We started reading S3AFilesystem code, we started stepping into, stepping over, placing breakpoints and losing track of time until we finally stepped into THAT line of code:

// fix up the classloader of the configuration to be whatever
// classloader loaded this filesystem.
// See: HADOOP-17372
conf.setClassLoader(this.getClass().getClassLoader());

Obviously we then looked up HADOOP-17372, where we noticed two things:

It was introduced in 3.3.1 that means it affects our version and wasn’t affecting 3.2
Another user had our same exact issue (Brandon)

So, we understood where the problem stemmed from: S3AFilesystem was loaded by the Launcher classloader; that line was setting the classloader of the Configuration object (later used to instantiate the CredentialProvider) to a classloader that knows nothing about our custom class!

Now the problem was found but, how do we fix it?
Many options unfolded:

patch Hadoop jars at cluster provisioning
add our credential provider jar along spark distribution jars at cluster provisioning
Add the jar to the Spark working dir and setting spark.driver.extraClassPath and spark.executor.extraClassPath
contribute to mainline Hadoop a patch that through a configuration key could avoid the setClassloader call

Option 1 and 2 have a couple of downsides:

we would’ve shared the same credential provider over all application running into the cluster, without any ability to tweak it when needed
needed integration with the cluster provisioning mechanism that sits out of our team; much harder to implement

Option 3 was clever since it overcame problems with previous options, but still we needed to complicate user life, telling them to add a weird string to their submit code, fostering cargo-cult programming.

Option 4 was probably the best, but given the pace new Hadoop versions are released and the pace aws includes them on EMR, it would’ve taken months to actually have the fix available in our environment.

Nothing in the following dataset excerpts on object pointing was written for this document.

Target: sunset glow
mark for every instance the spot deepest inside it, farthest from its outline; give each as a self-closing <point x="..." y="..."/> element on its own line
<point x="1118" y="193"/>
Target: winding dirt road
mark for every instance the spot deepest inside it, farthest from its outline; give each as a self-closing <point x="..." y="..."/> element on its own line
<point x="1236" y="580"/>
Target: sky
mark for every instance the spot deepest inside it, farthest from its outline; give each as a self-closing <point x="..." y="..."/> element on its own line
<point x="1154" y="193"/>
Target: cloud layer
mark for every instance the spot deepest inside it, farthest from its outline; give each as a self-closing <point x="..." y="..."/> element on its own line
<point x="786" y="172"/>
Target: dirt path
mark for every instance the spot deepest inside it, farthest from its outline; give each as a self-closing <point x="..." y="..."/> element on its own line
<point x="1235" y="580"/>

After sitting down for half an hour making this discussion with team, we wrapped up the day; we were very happy because the problem was found, but it was bittersweet since no solution satisfied us 100%.

As usual, sleeping over it was a very good idea. The next morning I woke up with a plan in mind! If S3AFileSystem is loaded by the MutableClassloader the setClassloader call will set the “right” classloader and everything would work. The problem is that we can’t remove a class from a class loader, unless deleting a jar file from EMR cluster machines, still a suboptimal option (same as option 1 and 2).
Then a bulb lit in my head: fs.s3a.impl !

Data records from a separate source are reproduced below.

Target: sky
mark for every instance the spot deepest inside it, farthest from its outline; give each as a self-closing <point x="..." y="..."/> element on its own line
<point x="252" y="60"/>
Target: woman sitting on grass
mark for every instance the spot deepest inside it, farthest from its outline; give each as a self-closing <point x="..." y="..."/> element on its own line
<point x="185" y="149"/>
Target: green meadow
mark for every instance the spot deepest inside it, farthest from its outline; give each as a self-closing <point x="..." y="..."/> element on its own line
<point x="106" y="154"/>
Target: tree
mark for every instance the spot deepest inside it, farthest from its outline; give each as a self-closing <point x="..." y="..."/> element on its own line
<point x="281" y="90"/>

Hadoop allows us to set the class that implements the filesystem interface (set by default to org.apache.hadoop.fs.s3a.S3AFileSystem), the solution is then 2 lines of code;

first line of code, define a class that extends S3AFileSystem:

package org.apache.hadoop.fs.s3a;
class PatchedS3AFileSystem extends S3AFileSystem

Second line of code:

spark-submit --conf spark.hadoop.fs.s3a.impl=org.apache.hadoop.fs.s3a.PatchedS3AFileSystem

This works like a charm because the implementation is loaded by the MutableClassloader since we provide it as part of our app jar, and when the setClassloader call is performed, the MutableClassloader (that also contains the credentials provider) is set to resolve it. Bingo!

End of the story?

No sir! We will provide a PR to Hadoop so that the setClassloader call can be avoided when needed (i.e. when using Spark and custom credential providers).

In the end, what started as a seemingly routine upgrade turned into a valuable learning experience, reminding us that sometimes the most unexpected issues lead to innovative solutions. As we continue to evolve our data platform on AWS, we’ll keep embracing challenges, finding solutions, and, of course, sharing our insights with the community.

And with that, this episode of the saga of Spark, Hadoop, classloaders, and dracones comes to a close.
Until the next unexpected adventure in the world of data engineering!